Hypertension and Aging

Sep 04 2011

By Michelle S. Cotroneo, Ph.D., Scientific Advisor

Hypertension is commonly referred to as high blood pressure. Blood pressure is the force exerted by the blood on the arterial walls. It is measured in millimeters of mercury, and consists of two parts, a top number (systolic) and a bottom number (diastolic). Systolic refers to the pressure during contraction of the heart, where blood is pumped out into the arteries. Diastolic is the pressure when the heart relaxes and fills with blood. Hypertension is usually asymptomatic. If left untreated, it can lead to stroke, heart attack, kidney disease and other problems.

The criteria for a diagnosis of hypertension defined by the Seventh Joint National Committee on Prevention, Detection, Evaluation, and Treatment of High Blood Pressure are as follows:

1. Blood pressure readings are taken after the patient has been seated quietly for 5 minutes.

2. The blood pressure cuff is the correct size and the arm is elevated with support to be level with the heart.

3. The patient must refrain from smoking, exercising, or consuming caffeine 30 minutes prior to the measurement.

4. Elevated blood pressure on two readings (average) per visit on two or more visits is suggested for diagnosis of hypertension.

The committee also classified blood pressure readings for adults:

Classification

Systolic and Diastolic Readings

Normal

<120 systolic and <80 diastolic

Prehypertension

120–139 systolic or 80–89 diastolic

Stage 1 Hypertension

140–159 systolic or 90–99 diastolic

Stage 2 Hypertension

>160 systolic or >100 diastolic

Chobanian AV, Bakris GL, Black HR, et al. Seventh Report of the Joint National Committee on Prevention, Detection, Evaluation, and Treatment of High Blood Pressure. Hypertension 2003; 42:1206–52.

The likelihood of having hypertension increases with age; it is estimated that more than 50% of people 65 and older have hypertension (American Geriatric Society). There are many contributing factors in the etiology of developing hypertension with aging. Many are due to physiologic changes that occur in the arteries that result in loss of elasticity. These include collagen accumulation and crosslinking, thinning of the elastic vessel components, calcium buildup and a decrease in smooth muscle cells (1). These structural changes are most evident in large arteries, like the aorta (2). The resulting thickening and a loss of elasticity leads to a decreased ability of the artery to respond to changes in blood flow occurring as the heart pumps. The impaired ability of the arteries to expand when blood is pumped out of the heart will elevate systolic blood pressure. Elevations in systolic blood pressure are now thought to be associated with adverse outcomes, such as stroke and heart attack.

Age-related hypertension is also related to salt-sensitivity, which tends to increase in aging. Approximately 60% of individuals with hypertension are physiologically sensitive to sodium intake. These individuals will have an increased blood pressure response to sodium, compared with those who are not sensitive. This is thought to be related to a decrease in the ability of the kidney to clear sodium from the body (3). Excess sodium retention may be due to decreased functioning of cellular sodium-potassium pumps (4) or an increase in substances that inhibit the action of sodium pumps (5). In some individuals, salt sensitivity may be due to inherited gene mutations. In women, decreased estrogen production after menopause is thought to increase salt sensitivity (6).
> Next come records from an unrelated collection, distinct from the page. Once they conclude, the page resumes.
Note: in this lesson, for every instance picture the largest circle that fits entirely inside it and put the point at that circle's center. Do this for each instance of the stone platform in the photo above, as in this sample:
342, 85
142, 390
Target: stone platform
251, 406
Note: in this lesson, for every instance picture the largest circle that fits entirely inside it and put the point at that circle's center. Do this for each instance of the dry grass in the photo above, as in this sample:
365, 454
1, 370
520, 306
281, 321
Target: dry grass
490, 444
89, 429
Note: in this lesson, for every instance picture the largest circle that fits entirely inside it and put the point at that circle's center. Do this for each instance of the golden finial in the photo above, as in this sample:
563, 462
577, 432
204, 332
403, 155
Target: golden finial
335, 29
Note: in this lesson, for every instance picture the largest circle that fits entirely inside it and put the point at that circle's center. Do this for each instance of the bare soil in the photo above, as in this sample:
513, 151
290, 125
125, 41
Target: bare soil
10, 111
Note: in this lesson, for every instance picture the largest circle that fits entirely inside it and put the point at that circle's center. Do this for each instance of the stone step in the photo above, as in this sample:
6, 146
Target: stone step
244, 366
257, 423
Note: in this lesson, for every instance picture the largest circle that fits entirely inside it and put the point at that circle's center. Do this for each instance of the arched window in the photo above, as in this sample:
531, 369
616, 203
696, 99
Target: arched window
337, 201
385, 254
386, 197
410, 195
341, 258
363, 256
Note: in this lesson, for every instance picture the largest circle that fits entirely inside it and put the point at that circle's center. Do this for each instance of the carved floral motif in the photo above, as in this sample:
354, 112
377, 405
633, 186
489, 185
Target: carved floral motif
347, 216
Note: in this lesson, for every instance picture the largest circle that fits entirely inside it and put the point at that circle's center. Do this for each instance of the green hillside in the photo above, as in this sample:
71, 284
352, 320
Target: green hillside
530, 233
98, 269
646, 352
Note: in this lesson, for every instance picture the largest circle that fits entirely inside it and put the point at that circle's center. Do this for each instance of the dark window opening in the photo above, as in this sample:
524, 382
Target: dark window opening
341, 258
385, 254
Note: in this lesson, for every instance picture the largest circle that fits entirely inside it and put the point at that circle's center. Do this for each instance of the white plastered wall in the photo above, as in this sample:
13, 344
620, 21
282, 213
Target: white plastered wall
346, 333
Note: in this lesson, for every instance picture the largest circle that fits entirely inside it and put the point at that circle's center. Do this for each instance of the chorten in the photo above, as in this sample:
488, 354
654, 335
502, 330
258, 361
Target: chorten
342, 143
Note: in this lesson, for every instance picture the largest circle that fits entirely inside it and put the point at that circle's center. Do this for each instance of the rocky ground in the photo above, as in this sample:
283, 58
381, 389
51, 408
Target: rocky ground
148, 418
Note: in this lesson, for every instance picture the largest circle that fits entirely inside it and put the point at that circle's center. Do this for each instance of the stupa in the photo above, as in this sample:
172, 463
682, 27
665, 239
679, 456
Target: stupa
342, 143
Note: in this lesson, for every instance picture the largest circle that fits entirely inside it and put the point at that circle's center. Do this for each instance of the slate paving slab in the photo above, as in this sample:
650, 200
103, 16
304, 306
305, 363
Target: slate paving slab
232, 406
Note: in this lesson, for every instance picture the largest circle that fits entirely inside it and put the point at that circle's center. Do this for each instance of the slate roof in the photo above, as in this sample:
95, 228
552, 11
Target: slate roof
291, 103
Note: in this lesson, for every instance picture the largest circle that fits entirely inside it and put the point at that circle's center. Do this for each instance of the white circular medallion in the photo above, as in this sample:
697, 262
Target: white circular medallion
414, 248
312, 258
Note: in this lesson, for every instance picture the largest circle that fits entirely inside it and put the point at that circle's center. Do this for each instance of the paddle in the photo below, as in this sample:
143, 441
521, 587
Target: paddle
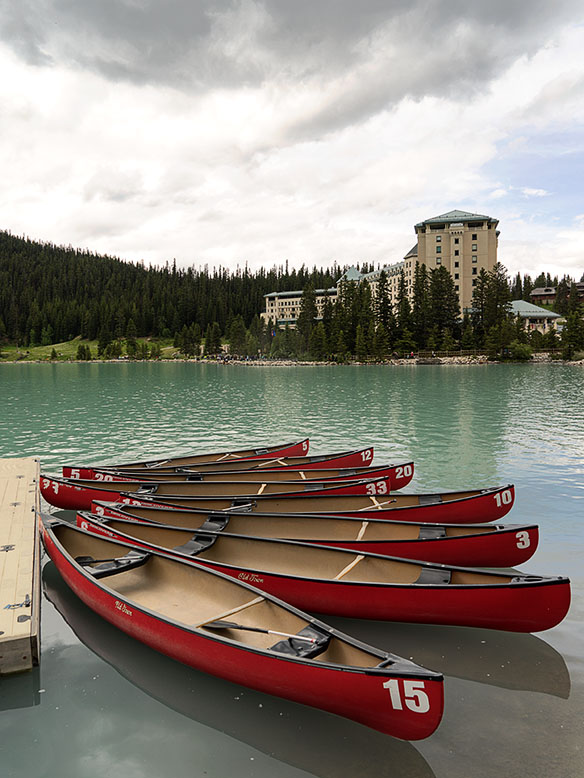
233, 625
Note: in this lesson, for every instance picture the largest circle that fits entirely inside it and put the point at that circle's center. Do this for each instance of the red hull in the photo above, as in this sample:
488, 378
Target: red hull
374, 698
78, 494
399, 475
507, 546
517, 607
Hypertension is commonly treated with antihypertensives. However, lifestyle factors can be modified to lower blood pressure in hypertensive people.

1. Dao HH, Essalihi R, Bouvet C, et al. Cardiovasc Res 2005; 66: 307–17.

2. Mitchell GF, Parise H, Benjamin EJ, et al. Hypertension 2004; 43: 1239–45.

3. Epstein M, Hollenberg NK. J Lab Clin Med 1976; 87: 411–7.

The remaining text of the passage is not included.